Auteur(s) : Elizabeth Sale, Victoria Graham, Haley Adams

Le 14 avril 2022

Dans son récent budget annuel, le gouvernement du Canada a annoncé un certain nombre de mesures susceptibles d’avoir une incidence sur le secteur des services financiers. Celles-ci incluent des changements clés apportés à la législation régissant le secteur financier et la lutte contre le blanchiment d’argent, un examen en matière de numérisation de l’argent, la mise en œuvre accélérée d’un registre public de la propriété effective ainsi que la poursuite des consultations des intervenants au sujet des frais liés aux cartes de crédit. Bien que le budget laisse croire que les changements relatifs à la lutte contre le blanchiment d’argent sont à venir, le gouvernement a promulgué certaines modifications aux lois en la matière deux jours avant même la parution du budget. Ces modifications sont entrées en vigueur au moment de leur enregistrement, le 5 avril 2022.

Traitement des plaintes

Le budget envisage des modifications législatives à la Loi sur les banques et à la Loi sur l’agence de la consommation en matière financière du Canada en vue de mettre sur pied un organisme externe unique, à but non lucratif, chargé du traitement des plaintes contre les banques. D’autres mesures ciblées sont attendues pour soutenir le système unifié de traitement des plaintes qui verra le jour. 

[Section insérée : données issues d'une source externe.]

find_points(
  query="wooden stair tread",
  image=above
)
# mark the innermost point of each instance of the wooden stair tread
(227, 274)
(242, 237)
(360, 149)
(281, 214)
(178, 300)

Cette annonce s’inscrit dans la foulée des consultations menées à l’automne 2021 par l’Agence de la consommation en matière financière du Canada au sujet de son projet de Ligne directrice sur les procédures de traitement des plaintes des banques et des banques étrangères autorisées, lesquelles ont donné lieu à la publication de la version définitive de ladite Ligne directrice. Cette dernière entrera en vigueur le 30 juin 2022, en même temps que le cadre fédéral de protection des consommateurs en matière financière, dont nous avons déjà traité.

Numérisation de l’argent

Dans le budget, le gouvernement annonce son intention de lancer un examen législatif axé sur la numérisation de l’argent, en plus d’autres mesures visant à maintenir et à renforcer la stabilité et la sécurité du secteur financier. Bien que la portée de cette initiative reste à définir, la première étape s’articulera autour des risques que pose la monnaie numérique, y compris les cryptomonnaies et les cryptomonnaies stables, et de l’occasion d’adopter une monnaie numérique émise par la banque centrale du Canada.

Lutte contre le blanchiment d’argent

Dans la foulée des modifications temporaires (billet en anglais seulement) apportées à la Loi sur le recyclage des produits de la criminalité et le financement des activités terroristes (la LRPCFAT) et à son règlement plus tôt cette année en vertu de la Loi sur les mesures d’urgence, le budget accorde une attention renouvelée au régime canadien de lutte contre le blanchiment d’argent. Les mesures qui y sont proposées prévoient notamment un financement supplémentaire au Centre d’analyse des opérations et déclarations financières du Canada (le CANAFE) pour appuyer la mise en œuvre des nouvelles exigences applicables aux plateformes de sociofinancement et aux fournisseurs de services de paiement ainsi que la surveillance des institutions financières fédérales, entre autres priorités sur le plan opérationnel. Des fonds ont également été réservés pour concevoir et élaborer une toute nouvelle agence canadienne des crimes financiers, en plus de devancer de deux ans la mise en œuvre d’un registre de la propriété effective consultable visant à soutenir les efforts en matière de lutte contre le recyclage des produits de la criminalité et le financement des activités terroristes, lequel sera maintenant accessible avant la fin de 2023. D’autres changements d’ordre législatif ou réglementaire doivent également venir modifier la LRPCFAT et son règlement pour que les autorités puissent faire face aux menaces émergentes et être mieux à même de déceler et de dissuader le blanchiment d’argent, le financement du terrorisme et les autres crimes financiers.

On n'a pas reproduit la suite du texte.